Komunitas santri mempunyai system nilai tersendiri, yang berbeda dari
lulusan lembaga lainya. System nilai yang berkembang mempunyai ciri
dan watak khas yang membentuk identitas, seperti disebut oleh
Abdurrahman Wahid dengan” karakteristik santri” atau yang
diistilahkan oleh Fachry Ali dengan “kultur santri”. Kedua,
nilai keikhlasan, ketiga,
nilai kesederhanaan, keempat
nilai kemandirian, kelima Ukhuwah
Islamiyah, dan keenam
nilai kebebasan. Pesantren sebagai tempat edukasi, maka sangat tepat,
untuk dijadikan laboratorium nilainilai tersebut, sehingga santri
yang lulus sudah berhasil dan tahan uji. Maka kurikulumnya harus
berdasarkan aqidah Islam.
Tugas Pendidik al-Qur’an
Berkenaan dengan tugas guru(ustadz/dzah)
yang sepenuhnya sadar akan kewajibanya sebagai seorang pendidik
muslim. Dengan berbagai metode yang disodorkan dalam fasal
penjelasanya, dengan melihat tiga aspek. Pertama,
hakekat metode dan relevansinya dengan tujuan Pendidikan Islam, yakni
membentuk pribadi orang beriman yang senantiasa siap sedia mengabdi
kepada Allah SWT. Kedua,
mengadakan penelitian tentang aktualisasi metode-metode
instruksional. Ketiga,
berkenaan dengan pemberian motivasi dan disiplin, atau terma-terma
al-Qur’an tentang ganjaran atau hukuman tsawab
atau ‘iqab.
Satu metode yang harus ditanamkan bagi setiap anak
adalah building character. Setiap
santri atau siswa bersama pendidik, belajar bagaimana sholat tepat
waktu, plus sunah
qabliyah dan ba’diyahnya. Belajar menghidupkan (ihyaus-sunnah),
tahajjud dan dhuha, puasa senin-kamis,
sedekah dan tilawah al-Qur’an. Lebih-lebih menghafalnya.

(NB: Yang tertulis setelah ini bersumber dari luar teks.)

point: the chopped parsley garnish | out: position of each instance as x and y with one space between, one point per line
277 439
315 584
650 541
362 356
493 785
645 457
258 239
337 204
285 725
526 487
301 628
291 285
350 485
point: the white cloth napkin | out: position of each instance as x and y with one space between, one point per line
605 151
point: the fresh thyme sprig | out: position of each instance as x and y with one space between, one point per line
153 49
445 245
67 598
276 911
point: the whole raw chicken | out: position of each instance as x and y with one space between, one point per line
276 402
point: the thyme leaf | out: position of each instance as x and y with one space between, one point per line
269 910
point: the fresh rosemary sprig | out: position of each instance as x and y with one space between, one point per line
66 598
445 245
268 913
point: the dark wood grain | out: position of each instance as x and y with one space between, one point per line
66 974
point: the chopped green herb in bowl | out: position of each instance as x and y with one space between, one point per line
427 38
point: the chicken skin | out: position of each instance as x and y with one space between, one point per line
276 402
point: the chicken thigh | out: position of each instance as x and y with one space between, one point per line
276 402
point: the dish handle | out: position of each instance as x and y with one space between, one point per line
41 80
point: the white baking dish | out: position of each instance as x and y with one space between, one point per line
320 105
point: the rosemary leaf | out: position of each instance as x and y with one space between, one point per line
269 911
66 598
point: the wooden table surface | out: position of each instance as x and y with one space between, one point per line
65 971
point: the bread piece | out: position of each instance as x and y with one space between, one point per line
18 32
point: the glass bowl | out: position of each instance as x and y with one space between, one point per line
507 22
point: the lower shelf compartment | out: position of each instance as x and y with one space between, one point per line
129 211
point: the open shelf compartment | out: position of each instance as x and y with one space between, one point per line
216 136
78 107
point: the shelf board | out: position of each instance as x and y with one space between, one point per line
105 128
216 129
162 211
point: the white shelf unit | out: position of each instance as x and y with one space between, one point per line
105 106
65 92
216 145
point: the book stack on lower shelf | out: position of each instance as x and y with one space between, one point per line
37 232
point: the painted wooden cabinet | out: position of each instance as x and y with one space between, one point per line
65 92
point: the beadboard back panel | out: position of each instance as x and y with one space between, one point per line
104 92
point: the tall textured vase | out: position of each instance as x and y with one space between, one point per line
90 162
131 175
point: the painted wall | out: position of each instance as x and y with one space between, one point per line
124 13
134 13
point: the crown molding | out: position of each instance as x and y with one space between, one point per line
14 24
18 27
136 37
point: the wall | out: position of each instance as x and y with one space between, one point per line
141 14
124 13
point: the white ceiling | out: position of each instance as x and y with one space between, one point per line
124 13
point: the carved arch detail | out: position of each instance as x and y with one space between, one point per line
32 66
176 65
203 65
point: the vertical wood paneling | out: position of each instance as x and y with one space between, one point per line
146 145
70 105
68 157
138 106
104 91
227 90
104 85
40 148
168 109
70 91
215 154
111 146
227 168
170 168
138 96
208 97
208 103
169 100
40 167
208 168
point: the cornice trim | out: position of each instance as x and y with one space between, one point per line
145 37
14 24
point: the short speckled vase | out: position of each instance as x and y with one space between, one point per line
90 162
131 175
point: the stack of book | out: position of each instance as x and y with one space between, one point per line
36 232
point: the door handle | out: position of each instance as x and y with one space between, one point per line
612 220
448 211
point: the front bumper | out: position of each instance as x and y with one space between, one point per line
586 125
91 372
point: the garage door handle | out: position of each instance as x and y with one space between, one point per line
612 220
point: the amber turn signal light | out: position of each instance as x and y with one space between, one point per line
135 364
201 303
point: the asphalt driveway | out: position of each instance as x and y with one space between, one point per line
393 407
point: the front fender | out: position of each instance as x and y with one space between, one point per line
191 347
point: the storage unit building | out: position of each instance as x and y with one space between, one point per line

Al-Qur’an sebagai mukjizat. Menawarkan siapa yang
ingin diberikan kehidupan yang sukses dunia, dan akhirat maka
pelajarilah al-Quran. mengamalkan al-Qur’an. Para Penghafal Qur’an
diberi restasi oleh Nabi, bahwa mereka memiliki kedudukan luar
biasa.”Sungguh,”kata
Rasulullah SAW, “ Allah
mempunyai’keluarga’diantara manusia.”
Para sahabat bertanya,”Siapakah mereka ya
Rasulullah?” Nabi menjawab,”Para
Ahli al-Qur’an. Merekalah
‘keluarga’Allah dan pilihan-pilihan-Nya”
(HR Ahmad). Bahkan Al-Qur’an memotivasi kita semua. Allah
berfirman: “Man ja’a bil hasanati falahu
asru amtsaaliha “ Bahwa
siapa yang berbuat kebaikan akan dibalas sepuluh kali kebaikan
(QS. 6.160). Tinggal kita, maukah diberi balasan kebaikan oleh Allah
SWT?
Anak-anak kita adalah amanah dari Allah SWT, yang harus
kita didik dengan didikan yang terbaik. Saatnya kita bersama
mengajarkan mereka dengan al-Qur’an, karena al-Qur’anlah gizi
yang terbaik untuk mereka konsumsi. Semoga bermanfaat.